Some delay looks inevitable. The state’s part-time legislature wants to adjourn before the month is over, and only passes a budget once a year. The state’s Volkswagen plan isn’t final yet, and there’s no money for it in the budget that runs from July 1 to the end of June 2019.
Because the settlement funds are allocated to states in phases, delaying projects “jeopardizes future phases and success,” said Sapienza of the North Carolina Clean Energy Technology Center.
In the worst-case scenario, the budget language could put the state’s entire award at risk, said Smith. “The General Assembly could refuse to appropriate the funds to a recipient designated under the plan for any reason or no reason at all,” she said.

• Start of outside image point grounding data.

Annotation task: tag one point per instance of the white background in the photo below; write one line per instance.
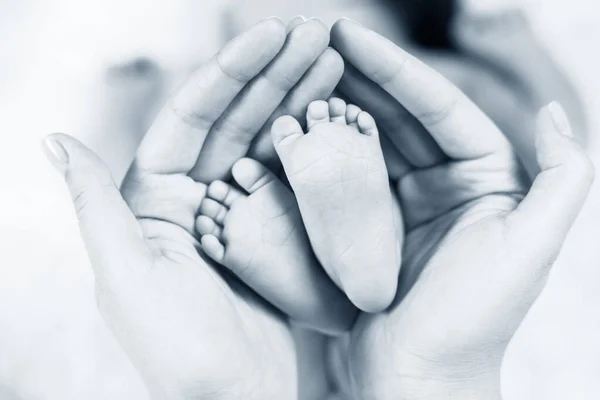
(53, 53)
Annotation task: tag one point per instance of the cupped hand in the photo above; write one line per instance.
(479, 242)
(190, 327)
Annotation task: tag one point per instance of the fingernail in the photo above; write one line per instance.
(560, 119)
(56, 153)
(349, 19)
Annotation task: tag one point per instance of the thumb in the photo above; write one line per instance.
(560, 189)
(110, 231)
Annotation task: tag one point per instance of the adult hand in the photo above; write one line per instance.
(190, 328)
(478, 247)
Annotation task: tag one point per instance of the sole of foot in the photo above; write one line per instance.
(341, 183)
(257, 233)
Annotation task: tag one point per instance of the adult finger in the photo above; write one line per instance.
(230, 137)
(174, 141)
(461, 129)
(406, 133)
(294, 22)
(111, 233)
(560, 189)
(317, 84)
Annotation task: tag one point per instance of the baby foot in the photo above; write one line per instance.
(258, 234)
(339, 177)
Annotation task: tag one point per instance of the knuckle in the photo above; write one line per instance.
(442, 111)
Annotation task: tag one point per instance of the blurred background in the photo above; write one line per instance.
(99, 69)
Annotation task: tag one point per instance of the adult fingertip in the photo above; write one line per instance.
(56, 152)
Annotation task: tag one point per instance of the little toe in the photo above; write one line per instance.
(252, 175)
(285, 131)
(317, 113)
(223, 193)
(213, 248)
(352, 112)
(214, 210)
(207, 226)
(337, 110)
(366, 124)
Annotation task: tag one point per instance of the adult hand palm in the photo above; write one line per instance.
(191, 328)
(476, 255)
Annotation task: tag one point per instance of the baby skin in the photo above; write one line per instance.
(261, 227)
(341, 184)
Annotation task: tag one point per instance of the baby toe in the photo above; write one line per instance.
(366, 124)
(207, 226)
(352, 112)
(223, 193)
(214, 210)
(337, 110)
(317, 113)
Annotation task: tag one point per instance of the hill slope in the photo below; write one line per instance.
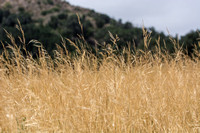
(47, 20)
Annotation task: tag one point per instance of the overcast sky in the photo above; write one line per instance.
(178, 16)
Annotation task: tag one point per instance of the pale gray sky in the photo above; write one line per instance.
(178, 16)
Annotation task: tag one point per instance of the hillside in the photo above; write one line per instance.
(47, 20)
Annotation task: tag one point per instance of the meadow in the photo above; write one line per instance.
(142, 92)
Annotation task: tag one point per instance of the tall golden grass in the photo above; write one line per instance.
(149, 92)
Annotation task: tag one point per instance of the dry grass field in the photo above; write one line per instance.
(149, 92)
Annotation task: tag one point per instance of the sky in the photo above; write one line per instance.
(176, 16)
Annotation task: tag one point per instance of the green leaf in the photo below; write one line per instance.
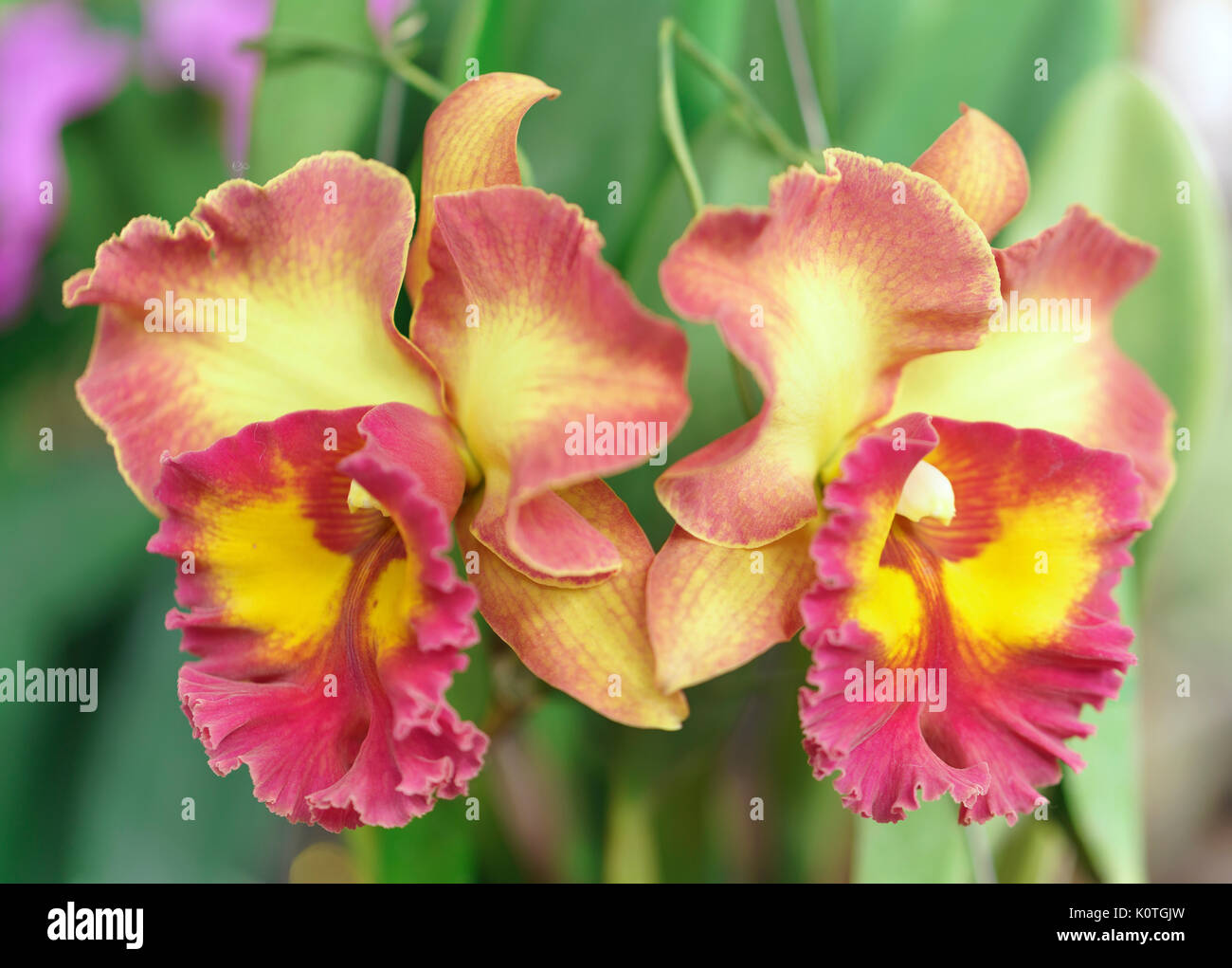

That possibility is why Stebbins, the Sierra Club attorney, believes the trustee of Volkswagen’s billions will have no choice but to deem the state’s Department of Environmental Quality unable to guarantee the settlement money will go toward clean air projects.
“There’s no way that I can see that North Carolina can comply with the terms of the trust agreement,” he said. “And there’s no way that they can receive any funds.”
‘There doesn’t seem to be any justification’
Along with the rest of the state’s $24 billion budget, the Volkswagen language was written in closed-door sessions and publicized only days before winning approval in the full House and Senate. There’s no legislative analysis of the provision, and few GOP leaders would comment for this story.
“There doesn’t seem to be any justification that has been given – at all, in any setting at the legislature,” said Cassie Gavin, the Raleigh-based lobbyist for the North Carolina chapter of the Sierra Club.
Rep. Chuck McGrady, a Hendersonville Republican who was once the Sierra Club president, said he raised an alarm with nonpartisan legislative staff, who he said assured him that “nothing that we were doing was going to put any [funds] at risk.”
Still, he said he sought to change the provision just to be sure – without success. “My position was that we shouldn’t have any ambiguity here,” he said.
The ambiguity may be resolved with time.
“At the point North Carolina asks the trustee to approve our funding request,” said Smith, “if the trustee has a question about whether [the Department of Environmental Quality] has adequate authority, that’s when it will come up.”
Ford Porter, a spokesman for Cooper, declined to offer any predictions or analysis of the budget language, saying only by email, “the governor and… air quality experts are moving forward with the plan to make the wrongdoers pay for cleaner air, and legislative meddling shouldn’t cost our state.”